Press Releases & Statements

FROM: Lonnie Soury, Soury Communications, Inc. 212.414.5857, This email address is being protected from spambots. You need JavaScript enabled to view it.

For Immediate Release

Nassau DA Kathleen Rice Agrees to Full Evidentiary Hearing in Jesse Friedman’s Case Based upon Actual Innocence Claims

All Evidence of Jesse Friedman’s Innocence, Going Back to the Original Investigation, Will Be Presented in Court

(Nassau County, NY – Wednesday September 10, 2014)  The Nassau DA, who has vigorously prevented Jesse Friedman his day in court, has finally agreed to an evidentiary hearing based upon actual innocence claims. According to the filng by the Nassau County District Attorney, “For the reasons set forth in this affirmation and the accompanying memorandum of law, the People consent to a hearing on defendant’s actual innocence claims.”

Ron Kuby, attorney for Jesse Friedman, said, “After 11 years of requesting Jesse Friedman's case be heard in a court of law, we are pleased that the District Attorney can obstruct no longer, and has consented to a full hearing. All evidence of Jesse Friedman's innocence will finally be presented in court.

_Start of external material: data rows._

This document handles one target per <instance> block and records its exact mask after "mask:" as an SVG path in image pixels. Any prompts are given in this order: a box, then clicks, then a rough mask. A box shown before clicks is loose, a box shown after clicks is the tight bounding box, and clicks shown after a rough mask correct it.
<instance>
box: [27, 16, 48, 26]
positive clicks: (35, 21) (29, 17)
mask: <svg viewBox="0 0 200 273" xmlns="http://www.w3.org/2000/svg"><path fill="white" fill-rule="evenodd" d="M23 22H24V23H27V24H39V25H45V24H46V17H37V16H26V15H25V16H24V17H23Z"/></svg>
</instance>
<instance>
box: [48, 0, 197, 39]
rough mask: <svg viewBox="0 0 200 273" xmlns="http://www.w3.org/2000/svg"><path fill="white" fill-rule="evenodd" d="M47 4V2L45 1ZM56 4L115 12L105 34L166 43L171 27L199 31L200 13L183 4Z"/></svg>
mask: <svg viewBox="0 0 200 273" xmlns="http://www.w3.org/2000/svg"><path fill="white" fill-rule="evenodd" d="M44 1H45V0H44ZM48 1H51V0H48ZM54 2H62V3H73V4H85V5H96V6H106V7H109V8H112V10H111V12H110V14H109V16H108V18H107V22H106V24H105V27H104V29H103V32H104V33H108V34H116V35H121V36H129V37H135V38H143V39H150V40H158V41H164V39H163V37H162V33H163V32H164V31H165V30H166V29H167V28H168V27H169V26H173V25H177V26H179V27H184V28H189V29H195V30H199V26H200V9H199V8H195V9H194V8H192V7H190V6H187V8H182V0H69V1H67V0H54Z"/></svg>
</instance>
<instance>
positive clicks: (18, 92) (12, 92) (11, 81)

Everything, going back to the original investigation, will now be heard.”

The new evidence includes:

  • A nine-page written recantation by the prosecution’s chief witness, who was the only adult to testify against Friedman in 1988, describing how after being threatened with life in prison, he was coached by the Assistant DA to lie and implicate Jesse Friedman.
  • Recantations from five of the original child “victims” who admit they were coerced into providing false testimony against Friedman about crimes that actually never occurred.  
  • Statements of over 25 eyewitnesses to the Friedman computer classes, who state that nothing happened.
  • Documents showing that detectives lied, ignored children’s denials of abuse, bullied children in interviews lasting as long as seven hours at a time, and then composed false statements for the children that implicated Jesse Friedman and others.


In 1988, in the midst of a national hysteria regarding false allegations of child sexual abuse in schools and day care centers (epitomized by the now-overturned McMartin Preschool case), police alleged that Jesse Friedman, his father Arnold, and three other teenagers had violently abused hundreds of children attending after-school computer classes at the Friedmans' Great Neck home, though over a period of five years, no child or parent had ever complained, and no medical or physical evidence was ever produced. 

18 year-old Jesse Friedman, then a freshman studying music and psychology at SUNY Purchase, was charged with 243 counts of child sexual abuse, and forced to plead guilty after being threatened with life in prison by Judge Abigail Boklan who, despite having heard no evidence in the case, was convinced of Jesse Friedman’s guilt.  Friedman served 13 years in maximum-security prisons and remains branded as a Level III “violent sexual predator.” 

After Friedman fought for decades to clear his name, in 2010 the U.S. Court of Appeals for the Second Circuit issued an extraordinary opinion, concluding that there was a “reasonable likelihood Jesse Friedman was wrongfully convicted.”

Barry Scheck, the most prominent member of  District Attorney Kathleen Rice’s “Friedman Case Advisory Panel” and co-founder of The Innocence Project, submitted a sworn statement asking the Court to undertake a “full evidentiary hearing” and release to Friedman’s lawyers the original case files that have been kept secret by the DA for over 27 years.  

In Scheck’s words: “I believe it would be desirable for the court and the parties, utilizing whatever procedural mechanisms the court deems suitable, to review materials not available to the Advisory Panel, such as grand jury minutes, the original case file, and the results of the re-investigation to aid in finally resolving, to the extent possible the issue of Jesse Friedman’s guilt or innocence.”

Scheck joins a chorus of other respected voices in criminal justice in requesting the disclosure of these files:

  • In 2010 the US Court of Appeals for the Second Circuit issued a decision stating there was a “reasonable likelihood Jesse Friedman was wrongfully convicted” and calling for the case files to be opened and the evidence presented at a new hearing.  DA Rice refused.
  • In 2013, N. Scott Banks, the former law secretary for the Judge who convicted Jesse, wrote a letter of support requesting that Nassau County Supreme Court Justice Winslow “grant Mr. Friedman’s application, and direct the District Attorney to disclose this extremely relevant evidence to his attorneys and provide a level of transparency very much needed in this matter.”
  • In 2013, after reviewing the documents and holding multiple hearings on the issue, Nassau County Supreme Court Justice F. Dana Winslow conveyed from the bench his grave concerns about the exculpatory nature of the materials withheld from Friedman, and ordered the disclosure of “every piece of paper” with Friedman’s name on it.  DA Rice appealed the decision to the Appellate Court, Second Department. Oral arguments in the case are expected shortly.